Time with healers. Time to create the temple of our own bodies and nurture our selves with food, ideas and movement. Time in the sun and warmth after a long winter. Time to walk in the rain. See the stars.

Ulysses came with me and mashed the ideas of an Irish writer pushing against censorship in the early 1900’s to the ideas of now. Two similar times.

The debate for the right for women to vote and participate in government. And now the right of a woman’s autonomy over her body.

A wise and bold woman came to the aid of Joyce, and without her action, Ulysses would not have been published in America or Britain where it was banned. Sylvia Beach, the American owner of the Shakespeare Book Company in Paris, printed 1000 copies. The copies spread like wildfire, and the book burnings could not keep up. Ms. Beach gave America the most brilliant book written in the 20th century and saved us from repression and the prudish hate on the rise in the 1900’s. And later she stood up to the Nazis when they occupied Paris. A wise woman who used her life to the fullest. She left life yearning for nothing.
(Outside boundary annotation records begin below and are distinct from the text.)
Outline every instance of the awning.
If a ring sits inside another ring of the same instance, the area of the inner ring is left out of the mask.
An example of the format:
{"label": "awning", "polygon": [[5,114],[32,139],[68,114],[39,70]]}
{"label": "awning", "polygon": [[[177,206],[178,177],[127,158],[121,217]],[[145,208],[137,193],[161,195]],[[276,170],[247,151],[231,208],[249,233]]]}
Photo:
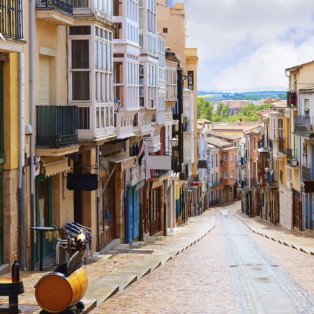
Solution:
{"label": "awning", "polygon": [[122,170],[130,169],[135,164],[136,158],[131,157],[126,153],[119,153],[109,157],[101,157],[103,161],[110,161],[110,163],[121,163]]}
{"label": "awning", "polygon": [[207,160],[198,160],[197,168],[198,169],[207,169]]}
{"label": "awning", "polygon": [[68,158],[64,156],[59,157],[41,157],[42,167],[45,169],[46,177],[53,176],[68,170]]}

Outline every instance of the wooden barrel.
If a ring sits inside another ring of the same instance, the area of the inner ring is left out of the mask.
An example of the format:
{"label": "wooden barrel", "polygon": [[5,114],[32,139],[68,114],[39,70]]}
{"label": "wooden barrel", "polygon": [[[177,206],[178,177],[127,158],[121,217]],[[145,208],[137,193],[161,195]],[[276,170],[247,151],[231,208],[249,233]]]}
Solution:
{"label": "wooden barrel", "polygon": [[50,313],[59,313],[77,304],[87,289],[87,274],[82,267],[68,277],[52,272],[38,282],[35,296],[39,306]]}

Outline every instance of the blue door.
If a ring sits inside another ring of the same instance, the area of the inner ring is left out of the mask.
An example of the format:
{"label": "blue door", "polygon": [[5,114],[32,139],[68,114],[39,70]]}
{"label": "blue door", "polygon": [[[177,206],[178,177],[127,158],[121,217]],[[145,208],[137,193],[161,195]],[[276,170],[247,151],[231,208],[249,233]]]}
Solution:
{"label": "blue door", "polygon": [[132,242],[140,236],[140,193],[135,187],[128,188],[126,195],[126,242]]}
{"label": "blue door", "polygon": [[133,240],[133,197],[134,188],[128,189],[126,195],[126,242],[130,243]]}
{"label": "blue door", "polygon": [[140,190],[135,190],[134,191],[133,239],[138,238],[140,236]]}

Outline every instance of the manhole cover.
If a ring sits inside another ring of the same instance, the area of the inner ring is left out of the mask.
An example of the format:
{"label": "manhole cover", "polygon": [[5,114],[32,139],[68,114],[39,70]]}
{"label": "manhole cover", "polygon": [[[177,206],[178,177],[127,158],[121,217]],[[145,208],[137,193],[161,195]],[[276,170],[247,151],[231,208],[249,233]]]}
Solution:
{"label": "manhole cover", "polygon": [[124,249],[124,250],[111,250],[110,253],[112,254],[152,254],[154,250],[132,250],[132,249]]}
{"label": "manhole cover", "polygon": [[[33,313],[38,308],[39,306],[30,306],[26,304],[19,304],[19,312],[20,313]],[[0,306],[0,312],[3,310],[8,310],[8,304],[1,304]]]}

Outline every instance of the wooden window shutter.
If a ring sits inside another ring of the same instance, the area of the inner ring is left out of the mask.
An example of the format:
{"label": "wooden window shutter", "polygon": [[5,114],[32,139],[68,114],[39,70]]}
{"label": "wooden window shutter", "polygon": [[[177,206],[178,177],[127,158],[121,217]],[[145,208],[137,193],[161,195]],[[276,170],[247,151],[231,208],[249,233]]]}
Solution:
{"label": "wooden window shutter", "polygon": [[39,57],[39,104],[50,105],[50,80],[49,56]]}

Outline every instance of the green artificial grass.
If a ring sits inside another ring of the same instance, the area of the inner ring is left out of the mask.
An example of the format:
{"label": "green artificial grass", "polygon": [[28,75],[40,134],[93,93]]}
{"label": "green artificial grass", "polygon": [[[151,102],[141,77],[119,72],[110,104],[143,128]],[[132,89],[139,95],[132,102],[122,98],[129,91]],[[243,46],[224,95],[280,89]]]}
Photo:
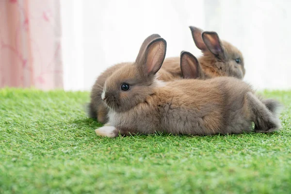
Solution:
{"label": "green artificial grass", "polygon": [[0,193],[291,192],[291,92],[270,134],[100,138],[86,92],[0,90]]}

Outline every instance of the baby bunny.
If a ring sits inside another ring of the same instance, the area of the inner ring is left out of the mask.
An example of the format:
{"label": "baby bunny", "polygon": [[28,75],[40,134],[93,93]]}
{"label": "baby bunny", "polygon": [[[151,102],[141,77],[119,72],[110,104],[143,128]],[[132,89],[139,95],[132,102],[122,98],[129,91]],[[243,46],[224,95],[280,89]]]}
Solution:
{"label": "baby bunny", "polygon": [[[242,79],[245,70],[243,58],[241,51],[231,44],[221,41],[217,33],[214,32],[203,32],[201,29],[190,27],[196,46],[203,55],[198,59],[204,74],[203,78],[209,79],[217,77],[233,77]],[[162,69],[173,75],[181,73],[178,67],[180,64],[179,57],[165,59]]]}
{"label": "baby bunny", "polygon": [[[109,137],[151,134],[211,135],[269,132],[280,128],[278,118],[239,79],[184,79],[160,83],[156,79],[166,53],[162,38],[153,40],[134,64],[115,71],[104,85],[102,98],[109,108],[112,126],[97,129]],[[189,53],[181,54],[181,66],[196,65]],[[192,69],[192,67],[190,67]],[[274,105],[274,104],[273,104]],[[275,107],[274,107],[275,108]]]}
{"label": "baby bunny", "polygon": [[[146,38],[143,43],[139,52],[138,54],[138,58],[140,58],[143,54],[148,44],[153,40],[160,38],[159,34],[153,34]],[[97,118],[98,122],[105,124],[108,121],[107,114],[108,109],[105,106],[101,98],[101,94],[103,89],[105,80],[112,74],[119,69],[121,67],[129,65],[132,63],[123,63],[115,65],[106,69],[97,79],[94,84],[91,95],[91,102],[89,104],[89,113],[92,118]],[[177,65],[177,67],[179,69],[179,65]],[[158,79],[164,81],[172,81],[176,79],[179,79],[180,73],[178,75],[172,73],[171,68],[169,68],[169,71],[165,69],[161,69],[158,74]]]}
{"label": "baby bunny", "polygon": [[190,28],[197,48],[203,55],[198,61],[205,76],[228,76],[242,79],[245,73],[241,51],[228,42],[221,41],[214,32],[203,32],[193,26]]}

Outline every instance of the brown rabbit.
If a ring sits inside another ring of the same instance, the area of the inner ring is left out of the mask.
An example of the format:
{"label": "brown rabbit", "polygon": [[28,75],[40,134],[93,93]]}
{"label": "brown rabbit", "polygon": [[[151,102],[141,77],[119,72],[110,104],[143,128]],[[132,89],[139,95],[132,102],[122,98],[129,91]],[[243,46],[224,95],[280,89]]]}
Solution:
{"label": "brown rabbit", "polygon": [[[236,78],[158,81],[156,74],[166,49],[163,39],[152,41],[134,63],[123,66],[106,80],[102,99],[109,109],[112,126],[97,129],[97,135],[240,133],[251,131],[252,121],[256,132],[280,128],[275,114],[249,85]],[[181,66],[198,65],[197,62],[192,55],[182,52]]]}
{"label": "brown rabbit", "polygon": [[[160,37],[161,37],[160,35],[154,34],[146,38],[141,47],[138,54],[139,56],[138,58],[140,58],[140,56],[143,54],[145,49],[151,41]],[[92,88],[91,102],[88,107],[89,108],[89,113],[91,117],[97,118],[98,121],[102,124],[105,124],[107,122],[108,109],[101,98],[101,94],[103,91],[105,80],[114,72],[120,69],[121,67],[132,64],[133,63],[123,63],[115,65],[106,69],[98,77]],[[179,69],[179,65],[178,65],[177,66]],[[180,76],[180,73],[179,75],[176,75],[172,74],[171,71],[167,71],[164,69],[162,69],[158,74],[158,79],[168,81],[179,79]]]}
{"label": "brown rabbit", "polygon": [[[243,58],[238,48],[226,41],[221,41],[215,32],[203,32],[193,26],[190,28],[196,46],[203,53],[198,61],[204,74],[203,79],[221,76],[243,78],[245,73]],[[178,67],[179,64],[179,57],[167,58],[164,61],[162,69],[181,76]]]}

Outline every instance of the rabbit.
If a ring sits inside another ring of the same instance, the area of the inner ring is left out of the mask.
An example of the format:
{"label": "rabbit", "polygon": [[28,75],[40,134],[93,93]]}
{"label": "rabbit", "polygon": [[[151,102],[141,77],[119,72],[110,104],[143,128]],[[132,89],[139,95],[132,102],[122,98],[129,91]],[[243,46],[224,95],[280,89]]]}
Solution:
{"label": "rabbit", "polygon": [[[220,76],[243,78],[245,74],[243,57],[238,48],[226,41],[221,41],[214,32],[203,32],[194,26],[190,28],[196,46],[203,53],[198,59],[204,75],[203,79]],[[167,58],[162,69],[182,76],[179,64],[179,57]]]}
{"label": "rabbit", "polygon": [[[96,129],[97,135],[237,134],[250,132],[252,122],[257,132],[280,128],[278,118],[250,85],[237,78],[159,81],[156,74],[166,50],[165,40],[157,38],[134,63],[123,66],[106,80],[101,97],[109,108],[111,126]],[[181,66],[197,64],[187,52],[180,58]]]}
{"label": "rabbit", "polygon": [[[161,36],[157,34],[153,34],[147,37],[143,43],[138,56],[143,54],[145,48],[151,41],[159,37],[161,37]],[[103,124],[107,122],[108,109],[104,104],[101,98],[101,94],[105,80],[114,72],[122,66],[131,64],[132,63],[122,63],[115,65],[106,69],[97,78],[91,91],[91,102],[87,107],[88,108],[88,112],[90,117],[97,119],[99,122]],[[179,65],[178,65],[177,66],[178,68],[179,68]],[[164,69],[161,69],[158,74],[158,79],[165,81],[168,81],[180,78],[180,74],[172,73],[173,71],[171,70],[171,67],[169,69],[169,71]]]}

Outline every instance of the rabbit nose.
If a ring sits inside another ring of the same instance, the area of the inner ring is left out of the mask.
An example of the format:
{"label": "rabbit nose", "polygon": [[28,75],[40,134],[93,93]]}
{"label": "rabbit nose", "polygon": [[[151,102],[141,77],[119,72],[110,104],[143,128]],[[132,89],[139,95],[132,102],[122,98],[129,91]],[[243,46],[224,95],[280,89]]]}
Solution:
{"label": "rabbit nose", "polygon": [[102,98],[102,99],[103,100],[105,99],[105,92],[103,92],[102,93],[102,94],[101,95],[101,98]]}

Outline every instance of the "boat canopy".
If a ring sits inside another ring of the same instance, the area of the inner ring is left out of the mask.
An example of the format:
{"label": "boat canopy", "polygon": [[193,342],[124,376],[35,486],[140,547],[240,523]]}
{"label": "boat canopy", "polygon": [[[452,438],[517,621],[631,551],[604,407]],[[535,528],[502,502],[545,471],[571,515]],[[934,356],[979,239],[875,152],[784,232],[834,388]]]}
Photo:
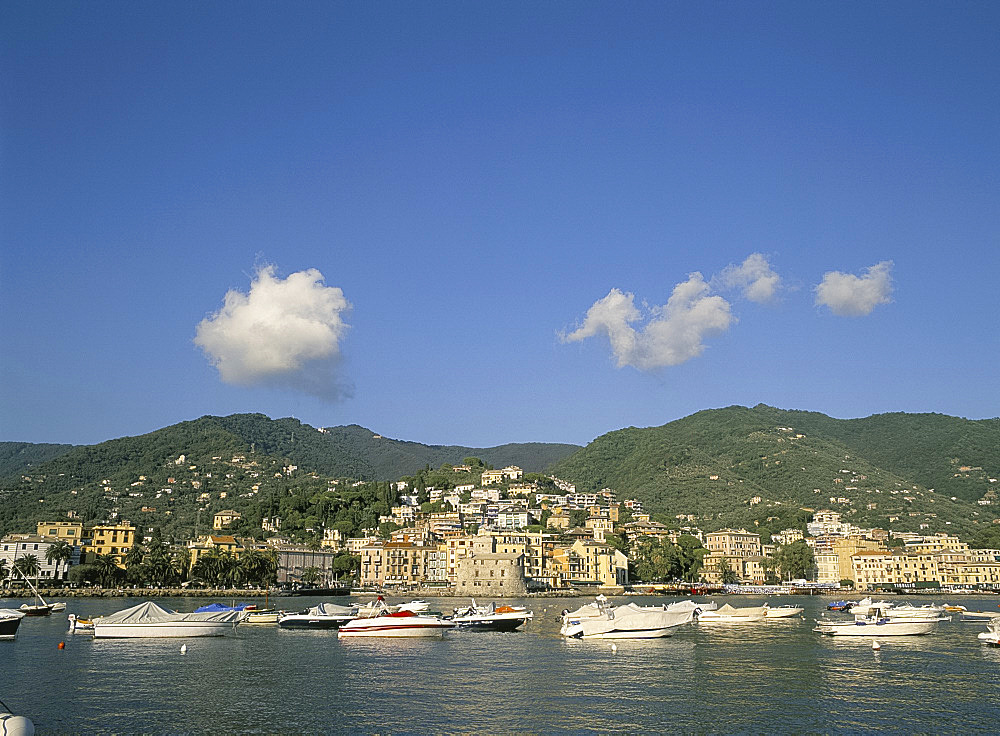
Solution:
{"label": "boat canopy", "polygon": [[249,606],[249,603],[240,603],[237,606],[226,606],[222,603],[209,603],[207,606],[194,609],[195,613],[218,613],[219,611],[242,611]]}
{"label": "boat canopy", "polygon": [[680,626],[690,621],[693,611],[667,611],[663,608],[649,609],[629,603],[608,611],[601,618],[580,621],[584,636],[606,634],[612,631],[649,631]]}
{"label": "boat canopy", "polygon": [[320,603],[310,609],[313,615],[319,616],[352,616],[357,613],[354,606],[338,606],[336,603]]}
{"label": "boat canopy", "polygon": [[117,611],[98,620],[100,624],[161,624],[178,621],[233,621],[236,611],[216,611],[207,613],[177,613],[169,608],[158,606],[152,601],[140,603],[138,606]]}

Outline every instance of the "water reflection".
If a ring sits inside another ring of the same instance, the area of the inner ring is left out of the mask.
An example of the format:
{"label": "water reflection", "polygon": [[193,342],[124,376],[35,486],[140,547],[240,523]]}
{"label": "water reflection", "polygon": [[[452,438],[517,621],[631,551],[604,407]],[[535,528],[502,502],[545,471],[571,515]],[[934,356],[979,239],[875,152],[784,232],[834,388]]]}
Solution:
{"label": "water reflection", "polygon": [[[808,620],[687,624],[653,641],[563,640],[559,612],[586,600],[519,601],[535,620],[509,634],[338,640],[260,627],[189,640],[186,655],[180,641],[94,641],[68,635],[64,616],[26,620],[18,639],[0,646],[0,699],[31,713],[40,731],[88,733],[965,733],[995,732],[1000,722],[1000,649],[978,642],[982,626],[940,624],[928,636],[886,639],[876,656],[869,639],[814,633],[826,602],[816,598],[804,602]],[[666,602],[615,602],[626,600]],[[179,610],[200,603],[165,601]],[[128,604],[80,600],[70,611],[92,616]]]}

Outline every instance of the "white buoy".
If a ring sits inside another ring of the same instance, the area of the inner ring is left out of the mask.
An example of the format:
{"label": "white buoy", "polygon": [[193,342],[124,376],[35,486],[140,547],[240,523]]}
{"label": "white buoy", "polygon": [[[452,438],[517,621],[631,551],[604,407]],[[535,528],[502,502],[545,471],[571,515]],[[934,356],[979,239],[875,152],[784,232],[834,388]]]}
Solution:
{"label": "white buoy", "polygon": [[0,713],[0,733],[9,736],[34,736],[35,724],[24,716]]}

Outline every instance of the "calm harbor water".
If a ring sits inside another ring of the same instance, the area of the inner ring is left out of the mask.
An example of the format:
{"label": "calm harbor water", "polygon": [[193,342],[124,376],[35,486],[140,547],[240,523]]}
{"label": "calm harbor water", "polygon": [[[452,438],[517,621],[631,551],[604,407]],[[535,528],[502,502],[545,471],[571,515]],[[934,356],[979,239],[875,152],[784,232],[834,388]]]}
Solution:
{"label": "calm harbor water", "polygon": [[[277,602],[292,610],[321,600]],[[885,639],[876,654],[867,639],[812,631],[831,599],[772,597],[772,606],[804,605],[805,620],[686,625],[667,639],[619,641],[614,652],[610,642],[559,637],[560,611],[588,600],[521,601],[535,612],[523,632],[442,640],[241,627],[213,639],[94,641],[67,634],[66,613],[90,617],[139,601],[70,599],[65,613],[25,619],[15,641],[0,641],[0,700],[39,734],[1000,733],[1000,649],[978,642],[980,623]],[[1000,602],[949,600],[970,610]],[[449,612],[466,602],[431,599]]]}

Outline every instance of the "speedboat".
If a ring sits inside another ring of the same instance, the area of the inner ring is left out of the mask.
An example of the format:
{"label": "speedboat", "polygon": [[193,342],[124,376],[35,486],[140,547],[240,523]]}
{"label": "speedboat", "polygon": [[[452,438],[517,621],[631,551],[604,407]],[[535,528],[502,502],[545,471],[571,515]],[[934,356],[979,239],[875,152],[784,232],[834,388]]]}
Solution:
{"label": "speedboat", "polygon": [[353,606],[320,603],[299,613],[280,616],[278,626],[283,629],[339,629],[357,616],[358,610]]}
{"label": "speedboat", "polygon": [[1000,647],[1000,619],[990,621],[986,629],[986,631],[979,635],[979,641],[991,647]]}
{"label": "speedboat", "polygon": [[410,613],[427,613],[431,608],[431,604],[427,601],[410,601],[409,603],[402,603],[396,606],[397,611],[409,611]]}
{"label": "speedboat", "polygon": [[94,621],[89,618],[80,618],[75,613],[71,613],[66,617],[69,621],[69,633],[70,634],[93,634],[94,633]]}
{"label": "speedboat", "polygon": [[767,609],[767,615],[765,618],[788,618],[789,616],[798,616],[805,609],[802,606],[764,606]]}
{"label": "speedboat", "polygon": [[454,628],[455,624],[438,616],[421,616],[413,611],[392,613],[382,603],[382,611],[369,618],[348,621],[337,632],[339,638],[356,636],[377,636],[386,638],[438,638]]}
{"label": "speedboat", "polygon": [[993,613],[993,611],[962,611],[963,621],[990,622],[997,618],[1000,618],[1000,612]]}
{"label": "speedboat", "polygon": [[[891,604],[872,604],[866,616],[856,615],[853,621],[816,621],[813,631],[830,636],[919,636],[929,634],[938,622],[947,620],[940,612],[929,615],[926,611],[916,609],[912,613]],[[909,608],[913,608],[912,606]]]}
{"label": "speedboat", "polygon": [[0,608],[0,639],[16,637],[17,627],[21,625],[21,619],[25,615],[23,611],[15,611],[13,608]]}
{"label": "speedboat", "polygon": [[[605,599],[606,600],[606,599]],[[559,633],[567,639],[659,639],[694,618],[695,608],[678,606],[596,605],[563,611]]]}
{"label": "speedboat", "polygon": [[245,611],[240,625],[250,624],[252,626],[276,624],[281,617],[286,615],[284,611],[276,611],[273,608],[266,608],[257,611]]}
{"label": "speedboat", "polygon": [[532,618],[534,614],[523,606],[477,606],[473,600],[467,608],[456,608],[451,622],[471,631],[514,631]]}
{"label": "speedboat", "polygon": [[178,613],[146,601],[94,619],[95,639],[169,639],[223,636],[236,624],[236,611]]}
{"label": "speedboat", "polygon": [[733,608],[728,603],[715,611],[698,614],[699,624],[747,624],[767,618],[767,606]]}
{"label": "speedboat", "polygon": [[44,601],[35,604],[22,603],[20,610],[25,616],[48,616],[52,613],[52,606]]}
{"label": "speedboat", "polygon": [[829,636],[919,636],[929,634],[937,624],[937,619],[913,621],[873,618],[856,621],[817,621],[813,631]]}

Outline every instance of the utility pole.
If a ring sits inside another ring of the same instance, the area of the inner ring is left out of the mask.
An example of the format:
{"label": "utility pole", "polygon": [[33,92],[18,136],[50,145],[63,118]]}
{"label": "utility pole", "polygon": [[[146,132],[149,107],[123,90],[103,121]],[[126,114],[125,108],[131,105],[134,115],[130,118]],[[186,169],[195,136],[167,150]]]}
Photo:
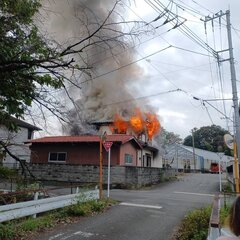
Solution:
{"label": "utility pole", "polygon": [[[234,178],[236,181],[236,191],[239,192],[239,156],[240,156],[240,117],[239,117],[239,106],[238,106],[238,95],[237,95],[237,84],[236,84],[236,71],[234,65],[234,57],[233,57],[233,46],[232,46],[232,33],[231,33],[231,22],[230,22],[230,11],[227,10],[226,13],[220,11],[215,14],[213,17],[205,17],[205,24],[208,21],[213,21],[215,18],[221,18],[226,15],[227,22],[227,35],[228,35],[228,49],[222,50],[220,52],[229,52],[229,58],[220,60],[219,62],[229,61],[230,63],[230,72],[231,72],[231,83],[232,83],[232,96],[233,96],[233,108],[234,108],[234,135],[236,144],[234,147],[234,159],[236,159],[236,164],[234,164]],[[219,52],[218,52],[219,53]],[[238,159],[238,160],[237,160]]]}
{"label": "utility pole", "polygon": [[[205,17],[204,22],[213,21],[216,18],[221,18],[226,15],[227,22],[227,35],[228,35],[228,46],[229,48],[226,50],[219,51],[220,52],[229,52],[228,59],[219,59],[219,62],[229,61],[230,62],[230,71],[231,71],[231,83],[232,83],[232,96],[233,96],[233,108],[234,108],[234,135],[236,137],[237,143],[237,156],[240,156],[240,118],[239,118],[239,106],[238,106],[238,95],[237,95],[237,84],[236,84],[236,71],[234,66],[234,57],[233,57],[233,46],[232,46],[232,33],[231,33],[231,22],[230,22],[230,11],[227,10],[226,13],[220,11],[216,13],[212,17]],[[239,159],[238,159],[239,162]]]}
{"label": "utility pole", "polygon": [[195,156],[195,142],[194,142],[193,129],[192,129],[192,143],[193,143],[193,164],[194,164],[194,172],[196,172],[196,156]]}

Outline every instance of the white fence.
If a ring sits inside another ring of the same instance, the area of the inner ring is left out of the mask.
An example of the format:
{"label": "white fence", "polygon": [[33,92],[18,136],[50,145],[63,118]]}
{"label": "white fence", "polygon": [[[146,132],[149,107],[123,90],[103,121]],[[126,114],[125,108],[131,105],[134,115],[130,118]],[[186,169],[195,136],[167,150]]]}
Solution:
{"label": "white fence", "polygon": [[0,206],[0,223],[66,207],[76,204],[77,202],[86,202],[88,200],[98,198],[99,190],[92,190],[76,194],[3,205]]}

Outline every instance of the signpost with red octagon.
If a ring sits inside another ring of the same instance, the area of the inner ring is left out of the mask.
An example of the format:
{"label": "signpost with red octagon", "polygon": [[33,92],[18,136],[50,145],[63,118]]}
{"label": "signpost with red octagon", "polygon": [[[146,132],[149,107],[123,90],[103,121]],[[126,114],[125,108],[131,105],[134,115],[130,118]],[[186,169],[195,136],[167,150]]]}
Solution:
{"label": "signpost with red octagon", "polygon": [[105,150],[108,152],[112,146],[113,142],[103,142]]}
{"label": "signpost with red octagon", "polygon": [[108,190],[107,190],[107,197],[109,198],[109,192],[110,192],[110,158],[111,158],[111,146],[113,142],[103,142],[103,146],[105,150],[108,152]]}

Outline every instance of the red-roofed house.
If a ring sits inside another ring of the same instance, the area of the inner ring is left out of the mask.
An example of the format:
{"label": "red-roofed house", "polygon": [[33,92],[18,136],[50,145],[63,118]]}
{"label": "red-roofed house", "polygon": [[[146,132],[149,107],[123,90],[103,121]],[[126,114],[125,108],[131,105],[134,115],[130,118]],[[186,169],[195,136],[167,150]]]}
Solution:
{"label": "red-roofed house", "polygon": [[[138,150],[142,146],[132,135],[108,135],[113,142],[111,165],[138,166]],[[54,136],[34,139],[31,143],[31,163],[63,163],[99,165],[100,137],[98,135]],[[108,153],[103,148],[103,165],[108,163]]]}

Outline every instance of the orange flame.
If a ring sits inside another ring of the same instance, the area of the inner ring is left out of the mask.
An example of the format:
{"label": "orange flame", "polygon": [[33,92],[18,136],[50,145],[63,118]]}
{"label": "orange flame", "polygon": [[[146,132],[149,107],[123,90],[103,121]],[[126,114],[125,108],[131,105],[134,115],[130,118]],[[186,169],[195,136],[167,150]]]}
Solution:
{"label": "orange flame", "polygon": [[128,123],[122,119],[118,114],[114,116],[114,127],[117,129],[117,132],[122,134],[127,132]]}
{"label": "orange flame", "polygon": [[156,114],[144,113],[143,117],[143,113],[139,109],[135,110],[135,115],[130,117],[129,123],[116,114],[112,132],[117,131],[117,133],[126,134],[128,128],[131,128],[136,134],[141,134],[145,131],[148,139],[152,140],[153,136],[159,133],[161,125]]}
{"label": "orange flame", "polygon": [[130,118],[130,125],[133,131],[137,134],[140,134],[144,130],[144,120],[142,117],[142,113],[139,109],[136,110],[135,116]]}
{"label": "orange flame", "polygon": [[161,125],[157,119],[156,114],[153,114],[153,113],[145,113],[145,114],[147,116],[146,128],[147,128],[148,139],[152,140],[153,135],[156,135],[160,131]]}

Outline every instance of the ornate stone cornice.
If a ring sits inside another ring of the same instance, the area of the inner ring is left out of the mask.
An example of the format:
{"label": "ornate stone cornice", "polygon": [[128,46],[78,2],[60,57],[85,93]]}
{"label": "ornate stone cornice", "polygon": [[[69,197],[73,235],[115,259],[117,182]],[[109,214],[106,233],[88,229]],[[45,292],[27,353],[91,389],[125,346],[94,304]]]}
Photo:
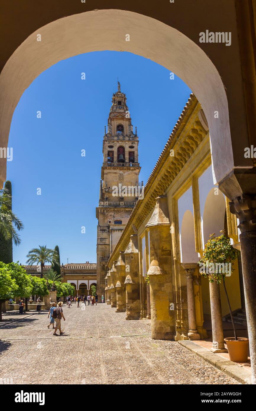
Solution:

I was anointed with Hyssop oil on the top of my head in order to heal, to open to new ideas, and to ground with the rituals of the past. Hyssop was considered in ancient times to be the symbol of faith, physical purity and moral regeneration. For me this ritual and oil activated yearning for living fully. To completely use up this life and leave nothing when death comes.

Ulysses the Hades episode takes us to the cemetery – the parallel of Hades. Mr. Leopold Bloom goes to the funeral of a friend at 11:00. The priest says the same words over and over over the dead. The undertakers hmm along and run their profitable business. Death is and decomposition is simply a process. Money to be made.

In a horse drawn carriage, dressed in black Bloom passes by the grave of his son who died in childbirth. Bloom thinks how much he would have loved his son Rusty and shown him the world. He thinks about his father’s suicide and how the only way to replace the pain of that death was to be a father to a son. But he will never be a father to a son. Imagined future of the past. He imagined his son’s eyes as his eyes.

He contemplates the banality of how life begins and ends and how Rusty was conceived in cream and “the tear that is never mended.” Death is an endless cycle. But so is life. Bloom is yearning for a son — a great importance missing in his life. Reconciling the yearning for a complete life with his reality by practicing irony. Irony does not heal this pain.

In Sedona we 17 wise women reconciled our yearning to live fully with reality with ancient practices of forgiveness. We grounded to the earth and forgave wrapped in the ancient scent of hyssop. Miserere Mei anointing with hyssop for self forgiveness, purification and renewal. Cycles of life and death. Cycles of the war of ideas. Go on.